«  Garantir aux paysans le droit de vivre de leur travail  »

vendredi 5 mai 2017.
 

Laurent Levard a participé à la rédaction du programme agricole de la France insoumise. La résolution de la crise paysanne passera par un prix rémunérateur et le développement d’une agriculture écologique, défend-il.

Un agriculteur se suicide tous les deux jours. Existe-t-il une réponse spécifique à ce drame  ?

Laurent Levard Il y a évidemment des réponses d’urgence à apporter à ceux qui sont en détresse. Mais c’est sur le fond qu’une politique agricole peut agir. La cause première de ces suicides relève de situations économiques dramatiques et d’une absence de perspectives, souvent liée au surendettement. C’est à cela qu’il faut s’attaquer, en commençant par garantir aux producteurs des prix rémunérateurs et stables. Quotas, prix minimum d’achat, coefficients multiplicateurs… plusieurs outils peuvent être mis en œuvre. Quoi qu’il en soit, la garantie d’un prix rémunérateur est la reconnaissance par la société que les agriculteurs ont le droit, en contrepartie de fournir une alimentation de qualité pour tous, de vivre de leur travail. Au-delà, il faut mettre fin à cette politique qui, avec la complicité du système bancaire, pousse les paysans au surendettement. Les suicides, enfin, sont aussi le produit d’un très grand isolement des agriculteurs. Il faut renforcer les réseaux leur permettant de travailler ensemble. Favoriser, par exemple, les formes collectives d’expérimentations agroécologiques.

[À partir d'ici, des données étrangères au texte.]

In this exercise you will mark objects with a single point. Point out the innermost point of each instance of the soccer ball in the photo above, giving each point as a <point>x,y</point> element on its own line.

Vous défendez la relocalisation des productions. Beaucoup d’agriculteurs revendiquent au contraire plus de soutien à l’export afin de garantir des débouchés à l’international. Erreur de stratégie  ?

Laurent Levard Le modèle basé sur l’exportation des matières premières agricoles n’est pas une solution. Si le solde de la balance commerciale agricole française est positif, c’est essentiellement grâce aux produits transformés de qualité, singulièrement les fromages et les vins. Concernant le gros des matières premières, nos exportations sont concurrencées par les importations. C’est lisible  : la valeur ajoutée de l’agriculture française est en décroissance continue depuis vingt ans. En outre, la fragilité des revenus agricoles est liée au fait que l’on s’aligne sur les prix du marché mondial avec, à l’arrivée, beaucoup de volatilité. On le voit avec le lait  : la fin des quotas et la stratégie de viser le marché mondial provoquent une catastrophe économique et sociale…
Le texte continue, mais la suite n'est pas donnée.